Patel was represented at the meeting by Danny Popp of DPP and Associates, who said his client was told all that was required to transition from a hotel to an extended-stay was an increase in density from the 36 units an acre allowed for apartments to 65.2 units an acre, and a change in needed parking spaces from 1.03 for each unit of the hotel to 1.5 for each extended-stay unit.

"He's trying to revitalize the area by putting some money into the hotel," Popp said during his presentation. "We're not turning these into apartments."

"The area has been going down for years and the businesses have been struggling," Patel said.

"You're converting a hotel into an apartment complex," Logan said.

"The reality is this is not an apartment building by any means," Popp said.

Why then, Logan countered, are planning staff members asking that the extended-stay version of the site comply with apartment density and parking requirements, but not open space requirements?

"Zoning staff hasn't brought up anything you're talking about," Popp said.

"We argue with staff all the time about this kind of stuff," Logan said. "You either comply with the code or you don't."

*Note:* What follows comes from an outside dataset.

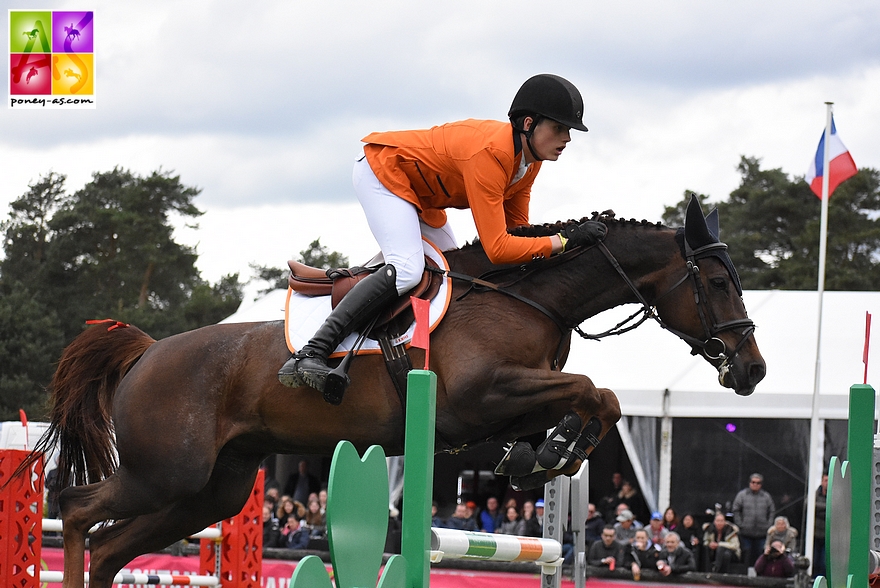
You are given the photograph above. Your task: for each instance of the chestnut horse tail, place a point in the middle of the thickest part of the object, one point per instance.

"Not to be argumentative, we went through the one-stop-shop and no one said one iota about these things," Popp countered.

"It seems to us you may need a whole lot more variances than the city is asking you for," development committee Chairman Dave Paul told Popp and Patel.

"Our issue really has to do with the city," panel member Suzanne Harnichar said.

With the consent of Popp and his client, committee members opted to table the variance requests until the next meeting, which Paul said will fall on Oct. 24, breaking with the normal schedule that would coincide with Halloween.

"I think staff is a little flummoxed as to how to treat a situation where you're turning a motel in a commercial district into a kind of different animal," Paul said after the development committee session. "We'd really like them to come up with something a little more holistic, a little more well-considered, and that's what our conversation with them is going to be."